After a couple of relieving toilet stops I was feeling great as we set in for the night shift. We donned our headlamps and the pace slowed a little as we adjusted to running in the dark. To begin with I was making a conscious effort of not clock watching and just running by feel, it was all pretty metronomic however I had planned to start breaking each kilometre down into an 800m run and 200m walk. After a lap or two like that I had landmarks I knew meant run or walk. Run just passed the first bridge, walk around to front of the weird house, run to the pathway, walk to the bench and so on. This was great, it meant I didn't have to keep checking my watch, which drives me insane. Typically you'd play cat and mouse with the same people who had their own tactics, overtaking them, getting overtaken. As we both enjoy running by ourselves I'm sure there was an unspoken agreement between Katie and I not to run too much together, except for the lap she forgot her headlamp, Dudley's fault.
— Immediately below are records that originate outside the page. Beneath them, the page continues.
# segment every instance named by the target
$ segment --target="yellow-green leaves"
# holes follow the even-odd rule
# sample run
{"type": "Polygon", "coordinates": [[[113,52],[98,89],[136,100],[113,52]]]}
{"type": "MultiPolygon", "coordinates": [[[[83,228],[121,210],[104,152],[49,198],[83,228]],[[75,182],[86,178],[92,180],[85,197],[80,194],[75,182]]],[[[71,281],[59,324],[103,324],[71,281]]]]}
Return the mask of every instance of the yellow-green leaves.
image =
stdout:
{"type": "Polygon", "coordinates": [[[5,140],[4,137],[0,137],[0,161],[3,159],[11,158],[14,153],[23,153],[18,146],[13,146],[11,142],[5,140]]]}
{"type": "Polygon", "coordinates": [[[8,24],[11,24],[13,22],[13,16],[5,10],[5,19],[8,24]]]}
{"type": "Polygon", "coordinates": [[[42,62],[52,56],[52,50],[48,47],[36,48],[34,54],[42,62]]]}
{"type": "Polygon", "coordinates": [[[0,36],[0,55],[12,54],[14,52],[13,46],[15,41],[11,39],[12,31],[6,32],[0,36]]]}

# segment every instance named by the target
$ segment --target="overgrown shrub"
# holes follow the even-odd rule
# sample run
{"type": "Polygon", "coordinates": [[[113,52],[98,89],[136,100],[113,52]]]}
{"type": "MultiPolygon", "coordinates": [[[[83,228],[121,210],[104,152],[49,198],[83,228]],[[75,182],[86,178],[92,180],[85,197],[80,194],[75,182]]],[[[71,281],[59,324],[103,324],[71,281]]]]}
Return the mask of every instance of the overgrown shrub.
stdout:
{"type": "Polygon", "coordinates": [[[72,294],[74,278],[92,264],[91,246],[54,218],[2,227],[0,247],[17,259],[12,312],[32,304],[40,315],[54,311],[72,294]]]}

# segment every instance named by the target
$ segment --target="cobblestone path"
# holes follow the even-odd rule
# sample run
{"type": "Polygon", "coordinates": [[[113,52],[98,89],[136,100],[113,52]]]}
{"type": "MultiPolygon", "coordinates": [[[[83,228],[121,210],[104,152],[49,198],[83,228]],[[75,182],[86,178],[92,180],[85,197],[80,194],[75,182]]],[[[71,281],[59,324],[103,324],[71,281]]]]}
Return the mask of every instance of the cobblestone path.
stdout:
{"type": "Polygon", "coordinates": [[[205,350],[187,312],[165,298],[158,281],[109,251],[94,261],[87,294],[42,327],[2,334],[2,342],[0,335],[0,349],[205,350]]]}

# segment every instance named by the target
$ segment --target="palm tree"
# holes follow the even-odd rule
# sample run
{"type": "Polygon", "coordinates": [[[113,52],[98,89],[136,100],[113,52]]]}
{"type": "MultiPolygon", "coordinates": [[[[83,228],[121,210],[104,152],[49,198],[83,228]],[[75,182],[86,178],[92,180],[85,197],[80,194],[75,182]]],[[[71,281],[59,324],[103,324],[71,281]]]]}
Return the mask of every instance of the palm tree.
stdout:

At about 10 or 11pm, I can't remember, Duds and Kelly cruised off to get some shut eye and we were left to our own devices. This meant, filling up our own supplies and keeping track of time which meant less time to doze. At about midnight, maybe later, I started to get some abdominal cramping which was the only thing that could possibly put a halt to my progress. It slowed me to an unplanned walk which wasn't ideal. I managed to finish off that lap, downed a couple of Nurofen, rubbed some Voltaran gel on my stomach and with the short break was somewhat relieved. I made sure to stretch out during my walking sections, hands reaching up to the sky did the trick and the pains weren't ever as severe as when they first popped up.

As we finished off the first 10 laps (70km), which meant this was now Katie's longest effort, we were both in great spirits knowing we had maintained a good buffer of about 8-12 minutes each lap. This which meant we had room to slow down gradually and still accomplish our main goal. However, we didn't really slow down much at all. It was during these (possibly) last 5 laps that the enormity of what we were doing started to dawn on me. Looking at my watch and seeing it tick past 80kms, my longest ever effort, then slowly into the 90km range was very satisfying.

As we neared our goal of 15 laps Katie was starting to feel the effects of the day but was still maintaining a great time. Personally I was feeling great and knew I had more than 15 laps in me from about the 90km mark. My body was holding up, there was a touch of quad cramp but nowhere near what I've experienced in the past. Throughout the race I made a habit of checking in with my body to highlight what felt good. Feet good, ankles good, knees good, quads eh so-so, hips not bad. I knew I could push on for a couple more past 15 hours.

By this stage Kelly and Duds had arrived back at base camp to give us one last push to get the job done. Upon finishing the our 15th lap, Katie had slowed to a walk to pull the pin at her goal of 100km. A huge achievement. It's so good to see one of our members set a goal, put in so much hard work and get the job done. That's what it's all about.

After finishing the 15th lap I immediately told Kelly I was going round again and she sprung straight into action. Another small bottle of coke, banana, watermelon and ice water that just couldn't be cold enough was on the menu. After a couple of minutes to sit I was straight back into the starting coral. Starting these laps was getting harder but I was still able to keep my run/walk setup. Lap 16 & 17 went better than expected but during lap 18 I decided that I was done. I still managed to finish in 54 minutes.

Looking back it's hard to say exactly why I pulled out. The body was holding together and I didn't really have a mental battle with myself, not one that I can remember anyway. When I decided I was done I just was. I think the best way to look at it is; at that point in time after 18 hours and 120 odd kms with no sleep, I had had enough. No need to kick rocks about running ~50kms more than I ever have. I ended up 65th overall out of 294 runners which I'm pretty stoked on too.

I'm immensely proud of my achievement but also humbled by the ability of others. I'm confident that I've got more in me and have my sights set on 24 hours in the future. I'm going to give myself a couple of weeks to enjoy some other stuff before I decide what's next and how soon it is.